07-Lie Algebras
Expanding on our discussion of the commutator and the exponential map, we introduce the concept of a Lie algebra and relate it to Lie groups.
A Summary of the Course So Far
So far in this course we’ve discussed two kinds of algebraic objects: groups and algebras. Groups are easier to define, but far more rigid in scope. For example, all group elements must have an inverse. Algebras are just a vector space equipped with a little extra structure.
Being a vector space, algebras have a zero vector, and scalar multiplication by zero can take any vector to that zero vector.
Because of this fact, zero presents an obstruction to defining a group. In many contexts we have explored, it has no multiplicative inverse.
In all of these contexts the saving grace has been the exponential map. The exponential map of the zero vector is typically a multiplicative identity. As we have seen, the image of a vector space of endomorphisms of some other vector spaces $V$ under the exponential map is the general linear group, $\mathsf{GL}(V)$.
This fact has many abstractions and refinements, and will characterize much of the (local) structure of Lie groups.
Lie Algebras
Let $V$ be a finite dimensional vector space and let $\mathsf{End}(V)$ be its associated vector space of matrices. $\mathsf{End}(V)$ is of course an associative algebra under the operation of matrix multiplication. We can make $\mathsf{End}(V)$ into a nonassociative algebra by consider the commutator as vector multiplication instead.
A Lie algebra is a vector space equipped with a bilinear bracket $[\cdot,\cdot]$ which satisfies two requirements. First, it is alternating:
$$[A,A] = 0,$$
for all $A$ in $\mathsf{End}(V)$. Second, it satisfies the so-called Jacobi Identity:
$$[A,[B,C]] + [B,[C,A]] + [C,[A,B]] = 0,$$
for all $A,B$ and $C$ in $\mathsf{End}(V)$.
The Jacobi Identity plays the analogous, structural role to that of associativity.

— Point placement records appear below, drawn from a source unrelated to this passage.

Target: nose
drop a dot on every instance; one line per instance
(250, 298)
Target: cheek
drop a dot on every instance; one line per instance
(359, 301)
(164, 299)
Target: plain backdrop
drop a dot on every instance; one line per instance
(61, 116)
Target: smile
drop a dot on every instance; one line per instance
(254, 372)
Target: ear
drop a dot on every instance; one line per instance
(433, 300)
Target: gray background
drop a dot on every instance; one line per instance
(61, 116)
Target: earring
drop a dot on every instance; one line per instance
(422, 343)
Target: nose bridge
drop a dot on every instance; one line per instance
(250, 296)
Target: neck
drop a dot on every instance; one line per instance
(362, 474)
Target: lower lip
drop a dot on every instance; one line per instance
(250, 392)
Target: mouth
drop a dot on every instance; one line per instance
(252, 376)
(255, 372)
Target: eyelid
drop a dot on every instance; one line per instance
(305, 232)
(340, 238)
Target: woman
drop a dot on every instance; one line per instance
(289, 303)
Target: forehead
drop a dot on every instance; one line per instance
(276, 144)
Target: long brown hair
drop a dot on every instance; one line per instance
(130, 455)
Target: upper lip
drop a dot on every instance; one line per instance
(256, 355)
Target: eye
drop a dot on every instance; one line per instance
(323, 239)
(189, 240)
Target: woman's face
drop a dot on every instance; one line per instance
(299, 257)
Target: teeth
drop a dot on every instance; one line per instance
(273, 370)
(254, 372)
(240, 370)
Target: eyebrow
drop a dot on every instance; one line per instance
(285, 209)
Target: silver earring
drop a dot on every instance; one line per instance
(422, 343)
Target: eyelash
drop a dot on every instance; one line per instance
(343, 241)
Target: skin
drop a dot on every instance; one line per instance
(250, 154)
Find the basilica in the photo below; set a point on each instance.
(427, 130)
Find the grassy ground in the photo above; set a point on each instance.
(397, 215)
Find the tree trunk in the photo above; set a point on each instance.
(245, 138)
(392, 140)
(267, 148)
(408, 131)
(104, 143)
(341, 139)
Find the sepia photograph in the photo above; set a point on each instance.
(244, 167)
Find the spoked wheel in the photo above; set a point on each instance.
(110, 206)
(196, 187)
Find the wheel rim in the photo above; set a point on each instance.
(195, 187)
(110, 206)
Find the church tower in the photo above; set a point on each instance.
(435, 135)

Any bilinear bracket that satisfies these conditions is called a Lie bracket.
Claim: The commutator of matrices is a Lie bracket.
Proof. Exercise.
A vector space with a Lie bracket is called a Lie algebra. Evidently $\mathsf{End}(\mathbb{F}^{n})$ is a Lie algebra under commutators for $\mathbb{F}$ equal to $\mathbb{R}$ or $\mathbb{C}$.
The Exponential Map
Let $\mathfrak{g}$ be a Lie algebra built out of matrices.
Proposition: The image of the exponential map of $\mathfrak{g}$ is a Lie group.

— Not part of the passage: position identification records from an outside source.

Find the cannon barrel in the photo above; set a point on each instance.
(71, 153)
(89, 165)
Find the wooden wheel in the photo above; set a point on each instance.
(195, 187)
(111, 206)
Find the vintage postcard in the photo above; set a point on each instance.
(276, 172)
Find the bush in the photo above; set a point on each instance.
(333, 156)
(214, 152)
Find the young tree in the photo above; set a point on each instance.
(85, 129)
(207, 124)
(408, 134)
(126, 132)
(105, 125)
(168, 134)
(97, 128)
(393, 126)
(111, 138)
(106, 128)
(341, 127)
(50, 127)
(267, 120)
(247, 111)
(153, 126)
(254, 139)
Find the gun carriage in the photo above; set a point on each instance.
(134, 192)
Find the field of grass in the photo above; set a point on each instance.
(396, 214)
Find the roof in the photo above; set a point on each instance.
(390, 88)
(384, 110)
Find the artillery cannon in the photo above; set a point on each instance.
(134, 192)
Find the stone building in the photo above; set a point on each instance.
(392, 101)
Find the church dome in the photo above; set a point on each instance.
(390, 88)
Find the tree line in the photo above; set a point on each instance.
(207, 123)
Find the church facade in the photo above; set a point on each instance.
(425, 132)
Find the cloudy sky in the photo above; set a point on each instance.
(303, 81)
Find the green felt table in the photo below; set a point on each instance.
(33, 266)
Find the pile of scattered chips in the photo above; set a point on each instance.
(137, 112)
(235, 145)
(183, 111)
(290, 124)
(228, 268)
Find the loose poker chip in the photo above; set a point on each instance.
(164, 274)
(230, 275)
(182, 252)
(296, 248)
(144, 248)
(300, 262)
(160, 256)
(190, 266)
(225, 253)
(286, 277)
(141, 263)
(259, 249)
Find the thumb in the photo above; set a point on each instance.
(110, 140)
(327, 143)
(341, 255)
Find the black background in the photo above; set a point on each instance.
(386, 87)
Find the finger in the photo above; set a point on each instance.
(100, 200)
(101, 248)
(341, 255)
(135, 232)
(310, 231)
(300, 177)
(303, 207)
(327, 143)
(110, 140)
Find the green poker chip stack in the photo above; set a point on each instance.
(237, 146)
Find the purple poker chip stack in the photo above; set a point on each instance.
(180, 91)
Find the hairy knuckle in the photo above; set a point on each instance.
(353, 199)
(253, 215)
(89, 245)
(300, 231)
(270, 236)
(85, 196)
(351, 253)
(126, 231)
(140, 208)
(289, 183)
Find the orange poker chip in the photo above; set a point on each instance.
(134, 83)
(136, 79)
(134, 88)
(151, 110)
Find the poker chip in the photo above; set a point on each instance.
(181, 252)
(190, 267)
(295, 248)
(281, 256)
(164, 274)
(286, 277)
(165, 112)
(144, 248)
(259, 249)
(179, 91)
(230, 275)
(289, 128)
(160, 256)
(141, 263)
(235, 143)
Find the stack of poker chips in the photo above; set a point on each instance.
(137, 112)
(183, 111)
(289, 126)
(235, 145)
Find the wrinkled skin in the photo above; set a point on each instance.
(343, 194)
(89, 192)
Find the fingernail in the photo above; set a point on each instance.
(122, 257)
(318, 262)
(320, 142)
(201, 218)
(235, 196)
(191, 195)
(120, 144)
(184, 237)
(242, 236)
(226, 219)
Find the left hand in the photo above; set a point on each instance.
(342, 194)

Proof. The image of the zero vector in $\mathfrak{g}$ serves as the identity matrix. The additive inverse of any element $g$ in $\mathfrak{g}$ exponentiates to a matrix $e^{-g}$. By linearity $[g,-g] = -[g,g] = 0$, as the commutator is alternating. Following the logic from our prior discussions on commutators, we have
$$e^{g}e^{-g} = \mathbb{1} + g - g + 0 = \mathbb{1}.$$
Finally we must show that the multiplication of elements is associative, $$(e^{g}e^{h})e^{j} = e^{g}(e^{h}e^{j}),$$
but this is guaranteed by matrix multiplication$^{1}$. Hence the image of $\mathfrak{g}$ is a group. Since $\mathfrak{g}$ is a vector space, it is a continuous space and therefore a Lie group. $\square$
Lie groups and their Lie algebra
Therefore, to any Lie algebra there is an associate Lie group, and visa versa. However, this relationship is not one-to-one. Many Lie groups share the same Lie algebra. Essentially, the space of infinitesimal group elements near the identity is identified with the Lie algebra of a group.
For an example of how two Lie groups represent the same Lie algebra, consider the orthgonal group of real, $n$-dimensional matrices:
$$\mathsf{O}(n) = \left\{ x \in \mathsf{GL}(\mathbb{R}^{n}) \;\Big|\; x^{\sf T} = x^{-1}\right\}.$$
The defining condition on such matrices $x$ gives
$$x^{\sf T} x = \mathbb{1}.$$
Since the transpose operation does not affect the determinant, and the determinant of a product of matrices is the product of determinants. we have
$$\det x^{2} = 1,$$
so $\det x = \pm 1$.
We can define a subgroup of $\mathsf{O}(n)$ with positive determinant, the so-called special orthogonal group,
$$\mathsf{SO}(n) = \left\{ x \in \mathsf{O}(n) \;\Big|\; \det x = 1\right\}.$$
It’s not hard to see that both $\mathsf{O}(n)$ and its subgroup $\mathsf{SO}(n)$ share the same Lie algebra.
$^{1}$: It is the Jacobi identity of the Lie bracket that affords associativity of the image of the exponential in the general case.